Sabato 4 dicembre il Comitato genitori scuole per l’infanzia manifesterà a piazza Grassi chiedendo strutture pubbliche. In tre anni i bimbi esclusi dalle graduatorie sono passati da 600 a 1100. Pecci: “Non vogliamo essere considerati come quelli che vogliono creare problemi”

Fiumicino – I genitori dei bambini delle scuole per l’infanzia di Fiumicino scendono nuovamente in piazza sabato 4 dicembre scandendo lo slogan “Contro gli aumenti e la mancanza di strutture pubbliche”. Ancora al centro della protesta del Cgsi, comitato genitori scuole per l’infanzia, la carenza di scuole materne e di asili nido sul territorio di Fiumicino che obbligherebbe le famiglie a rivolgersi a costose strutture private.

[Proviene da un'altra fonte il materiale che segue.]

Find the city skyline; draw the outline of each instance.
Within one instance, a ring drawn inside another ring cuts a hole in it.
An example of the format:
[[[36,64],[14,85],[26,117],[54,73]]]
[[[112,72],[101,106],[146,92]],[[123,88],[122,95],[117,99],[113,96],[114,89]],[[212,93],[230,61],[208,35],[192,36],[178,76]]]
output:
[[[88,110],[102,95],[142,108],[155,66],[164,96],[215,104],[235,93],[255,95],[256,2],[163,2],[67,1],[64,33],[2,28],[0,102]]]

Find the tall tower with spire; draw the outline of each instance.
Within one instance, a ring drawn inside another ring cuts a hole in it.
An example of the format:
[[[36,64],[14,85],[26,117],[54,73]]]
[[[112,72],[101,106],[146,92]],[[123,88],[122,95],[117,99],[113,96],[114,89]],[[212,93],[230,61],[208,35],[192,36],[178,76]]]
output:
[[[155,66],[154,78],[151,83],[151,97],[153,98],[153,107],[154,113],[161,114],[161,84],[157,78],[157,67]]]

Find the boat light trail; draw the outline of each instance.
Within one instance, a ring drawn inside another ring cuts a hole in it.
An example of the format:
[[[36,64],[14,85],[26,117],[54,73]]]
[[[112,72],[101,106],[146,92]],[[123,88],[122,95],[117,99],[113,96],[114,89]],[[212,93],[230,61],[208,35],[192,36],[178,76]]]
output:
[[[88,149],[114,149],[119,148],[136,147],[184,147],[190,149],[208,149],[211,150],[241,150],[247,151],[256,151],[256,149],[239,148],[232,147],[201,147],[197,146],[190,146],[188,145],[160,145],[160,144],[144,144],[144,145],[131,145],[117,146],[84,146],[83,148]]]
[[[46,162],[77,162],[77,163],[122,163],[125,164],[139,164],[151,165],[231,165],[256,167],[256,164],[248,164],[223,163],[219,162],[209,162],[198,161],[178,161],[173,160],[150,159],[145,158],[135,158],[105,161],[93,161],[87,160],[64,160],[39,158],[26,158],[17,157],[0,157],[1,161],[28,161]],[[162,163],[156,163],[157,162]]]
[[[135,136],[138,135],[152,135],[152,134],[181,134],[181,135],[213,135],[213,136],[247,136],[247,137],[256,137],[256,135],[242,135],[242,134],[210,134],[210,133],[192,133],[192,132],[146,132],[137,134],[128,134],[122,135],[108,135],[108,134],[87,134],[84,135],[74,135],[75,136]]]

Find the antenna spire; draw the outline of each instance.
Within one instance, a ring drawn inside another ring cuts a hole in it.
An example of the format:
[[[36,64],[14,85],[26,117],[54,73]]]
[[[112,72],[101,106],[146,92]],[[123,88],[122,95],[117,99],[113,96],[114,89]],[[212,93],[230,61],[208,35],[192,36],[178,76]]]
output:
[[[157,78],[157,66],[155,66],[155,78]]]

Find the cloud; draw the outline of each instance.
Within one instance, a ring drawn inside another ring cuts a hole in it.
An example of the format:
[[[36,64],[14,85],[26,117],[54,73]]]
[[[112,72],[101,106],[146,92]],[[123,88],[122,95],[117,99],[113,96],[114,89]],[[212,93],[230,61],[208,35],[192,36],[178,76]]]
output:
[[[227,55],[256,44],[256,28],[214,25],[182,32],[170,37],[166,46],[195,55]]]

Ma tra i punti contestati all’amministrazione dal comitato, di cui è portavoce Alessio Pecci, anche la chiusura dei nidi durante il periodo natalizio, dal 23 dicembre al 7 gennaio, l’aumento del 25% del costo delle mense scolastiche, le modalità stesse di pagamento del servizio, e gli aumenti rispettivamente del 17% e del 25% della retta degli asili e del trasporto scolastico. La protesta va avanti, praticamente a oltranza, da un paio d’anni, ossia da quando si è costituito il Cgsi. Dapprima Pecci, a nome dei genitori, ha manifestato per la carenza di strutture pubbliche per i più piccini poi, dopo l’approvazione degli aumenti dei costi dei servizi, la posizione nei confronti dell’amministrazione ha sfiorato lo scontro. Dopo incontri, e confronti, con l’assessore alla scuola, Gino Percoco, e con alcuni consiglieri, il dialogo oggi sembra difficile.

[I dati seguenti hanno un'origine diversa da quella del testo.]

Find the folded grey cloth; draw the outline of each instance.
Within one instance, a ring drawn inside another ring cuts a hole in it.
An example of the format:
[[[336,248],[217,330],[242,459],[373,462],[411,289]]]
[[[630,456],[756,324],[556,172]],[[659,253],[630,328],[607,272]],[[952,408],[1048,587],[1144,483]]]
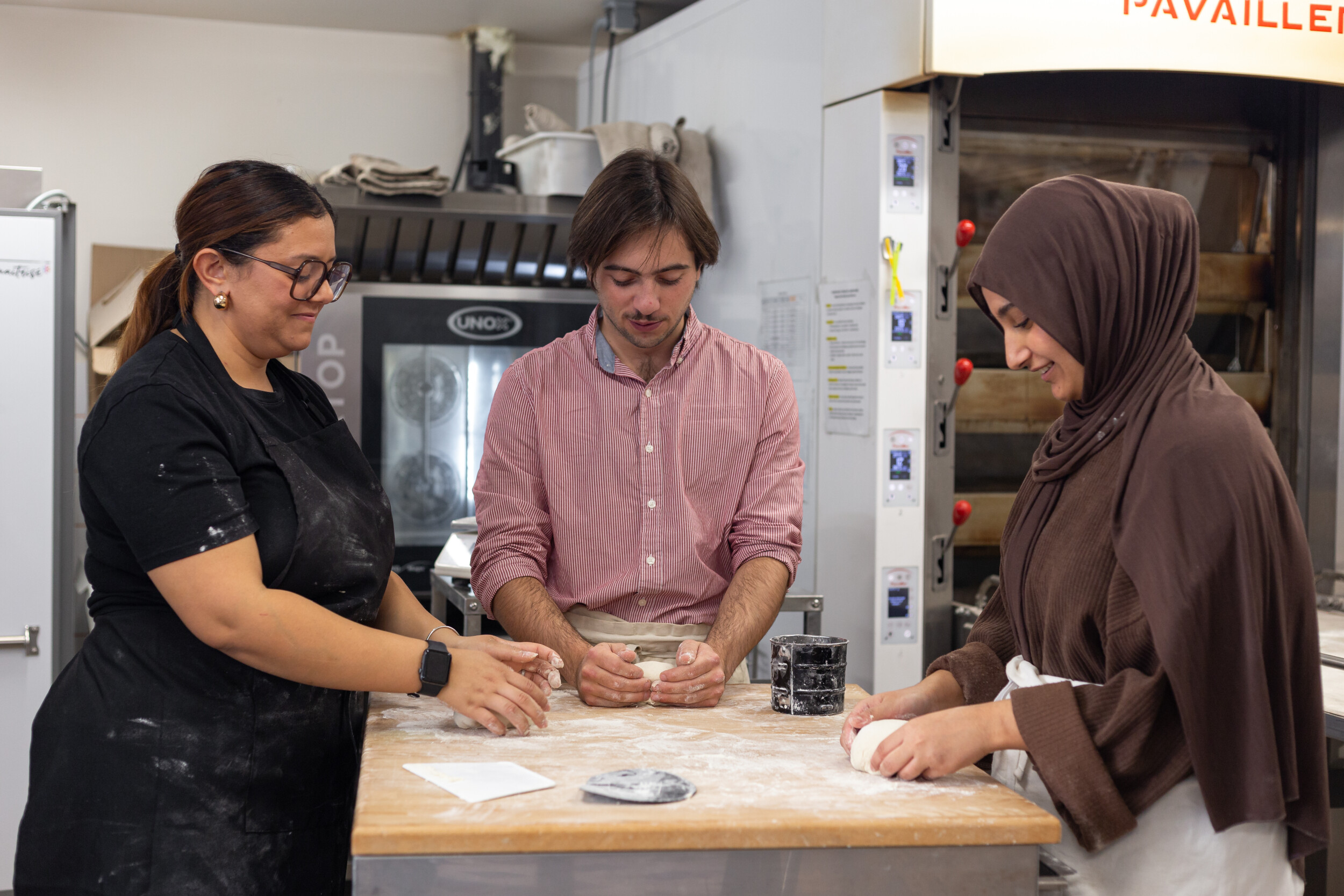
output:
[[[607,121],[583,130],[597,137],[597,150],[602,156],[603,165],[610,164],[626,149],[653,148],[649,142],[649,126],[637,121]]]
[[[359,187],[375,196],[442,196],[453,185],[438,173],[438,165],[407,168],[388,159],[359,153],[349,157],[349,164],[324,171],[317,183]]]
[[[664,159],[677,160],[681,154],[681,138],[672,125],[656,121],[649,125],[649,146]]]
[[[687,128],[685,118],[677,120],[676,137],[681,146],[676,165],[695,187],[710,223],[714,223],[714,156],[710,153],[710,138],[703,132]]]
[[[570,122],[539,102],[530,102],[523,106],[523,128],[532,134],[547,130],[574,130]]]

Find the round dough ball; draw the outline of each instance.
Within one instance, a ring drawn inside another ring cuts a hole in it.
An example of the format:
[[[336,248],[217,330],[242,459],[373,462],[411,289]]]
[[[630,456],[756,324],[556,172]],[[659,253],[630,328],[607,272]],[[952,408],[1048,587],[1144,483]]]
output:
[[[906,724],[903,719],[878,719],[866,724],[849,744],[849,764],[870,775],[880,775],[880,771],[868,764],[872,762],[872,751],[903,724]]]
[[[640,670],[644,672],[644,677],[650,681],[657,681],[659,676],[668,669],[676,669],[671,662],[663,662],[661,660],[645,660],[644,662],[636,662]]]

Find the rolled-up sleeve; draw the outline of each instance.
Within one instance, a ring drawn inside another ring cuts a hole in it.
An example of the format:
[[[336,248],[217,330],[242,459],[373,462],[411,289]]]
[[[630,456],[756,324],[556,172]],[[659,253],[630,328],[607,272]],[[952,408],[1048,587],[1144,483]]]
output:
[[[546,584],[551,514],[542,478],[536,410],[517,367],[495,390],[476,474],[476,547],[472,590],[485,613],[504,583],[531,576]]]
[[[798,402],[784,364],[775,365],[766,394],[761,434],[742,500],[728,532],[732,570],[747,560],[774,557],[789,568],[789,584],[802,548],[802,458],[798,455]]]

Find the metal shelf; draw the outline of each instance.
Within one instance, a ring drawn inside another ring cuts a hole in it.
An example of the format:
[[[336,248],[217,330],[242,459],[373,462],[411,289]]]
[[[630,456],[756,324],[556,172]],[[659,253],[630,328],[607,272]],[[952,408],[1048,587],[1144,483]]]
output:
[[[352,281],[487,286],[586,286],[569,261],[571,196],[449,193],[374,196],[317,188],[336,211],[336,255]]]

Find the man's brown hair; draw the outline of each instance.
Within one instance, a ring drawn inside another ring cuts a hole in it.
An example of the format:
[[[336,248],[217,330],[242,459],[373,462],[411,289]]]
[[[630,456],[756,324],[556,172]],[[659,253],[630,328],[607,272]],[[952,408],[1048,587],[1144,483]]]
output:
[[[719,234],[695,187],[676,163],[648,149],[626,149],[593,179],[570,230],[570,261],[587,271],[589,285],[603,261],[632,236],[676,230],[696,270],[719,261]]]

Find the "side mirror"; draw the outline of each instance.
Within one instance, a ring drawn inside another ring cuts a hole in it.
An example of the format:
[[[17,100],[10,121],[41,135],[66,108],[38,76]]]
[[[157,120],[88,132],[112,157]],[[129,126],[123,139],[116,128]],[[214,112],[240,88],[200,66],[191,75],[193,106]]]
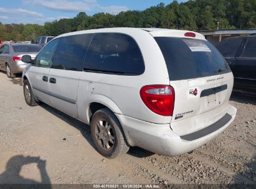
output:
[[[23,55],[21,58],[21,60],[26,63],[33,63],[30,55]]]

Nei giorni scorsi l’assessore era apparso spazientito dalle richieste del Cgsi, stanco di spiegare che “gli aumenti erano stati approvati regolarmente”. Ma i genitori non demordono e sabato 4 dicembre si ritroveranno a piazza Grassi alle 10 per sfilare in corteo fino alla sede comunale di via Portuense. “Ormai da tre anni cerchiamo di renderci utili facendo proposte e occupandoci dei problemi legati alle scuole dell’infanzia ma purtroppo ci troviamo dinanzi ad una amministrazione che non ha nessuna voglia di risolverli”, dichiara Pecci. Che snocciola cifre e dati. In tre anni le graduatorie dei bambini esclusi dalle scuole nido e dalle materne sono passate da 600 a 1100 bambini esclusi.

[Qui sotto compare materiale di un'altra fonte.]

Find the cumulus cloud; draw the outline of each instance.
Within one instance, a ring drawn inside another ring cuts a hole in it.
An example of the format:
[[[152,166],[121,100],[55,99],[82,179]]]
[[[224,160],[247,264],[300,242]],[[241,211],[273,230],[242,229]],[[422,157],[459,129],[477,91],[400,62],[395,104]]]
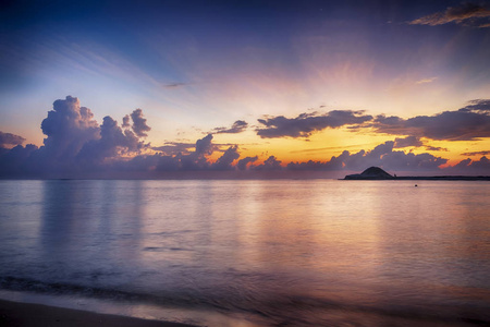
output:
[[[448,23],[463,24],[475,27],[489,27],[490,10],[477,3],[464,3],[461,7],[450,7],[443,12],[437,12],[416,19],[412,25],[443,25]]]
[[[232,166],[233,161],[240,158],[238,146],[230,146],[223,155],[218,158],[218,160],[212,165],[213,169],[217,170],[232,170],[234,167]]]
[[[417,136],[396,137],[394,147],[422,146],[424,143]]]
[[[205,137],[197,140],[196,142],[196,154],[201,155],[212,155],[215,147],[212,146],[212,134],[208,134]]]
[[[162,146],[154,146],[151,149],[156,152],[162,152],[164,155],[172,156],[176,154],[189,154],[191,148],[194,148],[194,143],[182,143],[182,142],[167,142]]]
[[[266,160],[264,160],[262,165],[258,165],[254,167],[254,170],[281,170],[281,160],[278,160],[274,156],[270,156]]]
[[[81,107],[77,98],[69,96],[54,101],[53,110],[50,110],[48,117],[42,121],[41,129],[47,135],[44,146],[38,148],[28,144],[26,146],[16,145],[11,149],[0,148],[0,175],[76,178],[81,175],[79,173],[93,172],[173,173],[247,169],[252,171],[363,171],[370,166],[382,167],[390,171],[490,174],[489,160],[486,157],[489,152],[468,152],[465,155],[482,155],[482,157],[479,160],[465,159],[453,167],[441,168],[446,166],[448,159],[428,153],[414,154],[396,150],[409,146],[422,146],[420,137],[437,140],[485,137],[489,135],[486,134],[489,129],[489,109],[490,101],[479,99],[470,101],[466,107],[456,111],[411,119],[384,116],[372,119],[370,116],[364,116],[360,111],[330,111],[324,116],[305,113],[295,119],[270,118],[264,123],[265,131],[273,130],[270,135],[285,135],[284,131],[287,124],[293,128],[293,132],[289,136],[296,135],[296,137],[297,135],[309,135],[327,126],[335,128],[345,124],[362,124],[363,128],[370,126],[383,133],[389,131],[391,134],[404,135],[404,137],[384,142],[371,149],[363,149],[357,153],[344,150],[327,161],[290,162],[283,167],[281,160],[274,156],[269,156],[257,166],[253,165],[258,160],[257,156],[241,159],[236,145],[228,144],[228,148],[223,150],[225,145],[213,144],[212,134],[197,140],[195,144],[167,143],[161,147],[154,147],[159,153],[149,154],[145,150],[149,148],[149,144],[142,141],[142,137],[146,135],[144,132],[148,131],[149,126],[146,124],[140,109],[125,116],[121,125],[118,125],[118,121],[111,117],[105,117],[102,124],[99,125],[90,109]],[[286,122],[284,124],[278,122],[281,120]],[[365,123],[367,120],[370,122]],[[130,125],[130,121],[133,121],[133,125]],[[135,128],[135,125],[139,128]],[[236,124],[236,126],[240,125]],[[15,143],[24,141],[22,136],[7,134],[9,133],[0,134],[1,137],[4,137],[2,140],[8,140],[3,141],[4,144],[15,145]],[[428,146],[426,148],[429,149]],[[210,158],[217,150],[222,152],[222,155],[212,162]],[[438,150],[443,149],[438,148]]]
[[[20,145],[23,144],[25,138],[22,136],[0,131],[0,147],[4,147],[5,145]]]
[[[248,165],[250,165],[257,160],[258,160],[258,156],[245,157],[245,158],[238,160],[238,162],[236,164],[236,168],[238,168],[238,170],[246,170]]]
[[[388,141],[377,145],[371,150],[360,150],[351,154],[344,150],[340,156],[333,156],[329,161],[291,162],[291,170],[353,170],[362,171],[367,167],[377,166],[391,171],[427,171],[438,170],[448,162],[446,159],[430,154],[405,153],[393,150],[394,142]]]
[[[140,109],[133,113],[135,124],[145,130],[146,120],[142,120]],[[99,125],[90,109],[82,107],[72,96],[53,102],[52,110],[42,120],[41,130],[47,137],[40,148],[17,146],[2,155],[3,174],[78,173],[108,165],[110,159],[137,155],[148,147],[135,133],[123,131],[110,117],[105,117]]]
[[[118,126],[118,122],[106,116],[100,125],[100,138],[87,142],[76,158],[83,164],[99,165],[107,158],[118,158],[128,153],[139,153],[148,145],[140,142],[130,130]]]
[[[371,120],[371,116],[364,111],[332,110],[326,114],[301,113],[296,118],[278,116],[259,119],[258,122],[265,128],[257,129],[257,135],[262,138],[270,137],[308,137],[314,132],[327,128],[335,129],[343,125],[356,125]]]
[[[490,174],[490,159],[482,156],[479,160],[464,159],[457,165],[449,167],[446,171],[451,173],[468,173],[468,174]]]
[[[489,100],[474,100],[470,105],[434,116],[409,119],[378,116],[369,126],[376,132],[394,135],[414,135],[431,140],[471,141],[490,137]]]
[[[131,124],[130,124],[130,114],[126,114],[126,116],[123,117],[123,124],[122,124],[122,128],[123,128],[123,129],[128,129],[128,128],[131,128]]]
[[[468,157],[473,157],[473,156],[488,156],[488,155],[490,155],[490,150],[464,153],[462,155],[463,156],[468,156]]]
[[[150,131],[151,128],[146,124],[146,119],[143,118],[143,110],[135,109],[131,113],[131,119],[133,120],[132,129],[136,135],[139,137],[146,137],[148,134],[146,132]]]
[[[233,125],[230,129],[226,128],[216,128],[213,130],[213,133],[221,134],[221,133],[229,133],[229,134],[236,134],[244,132],[248,126],[248,123],[244,120],[237,120],[233,123]]]
[[[78,98],[68,96],[56,100],[52,108],[41,123],[42,133],[48,136],[40,148],[44,159],[66,161],[74,158],[85,143],[100,137],[99,124],[90,109],[81,107]]]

Oltre all’aumento delle rette dei nidi del 17%, questi chiuderebbero in giorni non previsti come il periodo natalizio, nonostante la quota sia stata pagata per intero. “Le nostre non sono né richieste assurde né dati gonfiati, visto che non sono mai stati smentiti”, prosegue l’esponente, “né vogliamo essere considerati come un gruppo di persone che vogliono solo creare problemi: abbiamo il diritto di tutelare i nostri figli e vogliamo che l’amministrazione pensi ai problemi della città, al suo sviluppo e soprattutto al sociale, cose che non sta facendo”, conclude.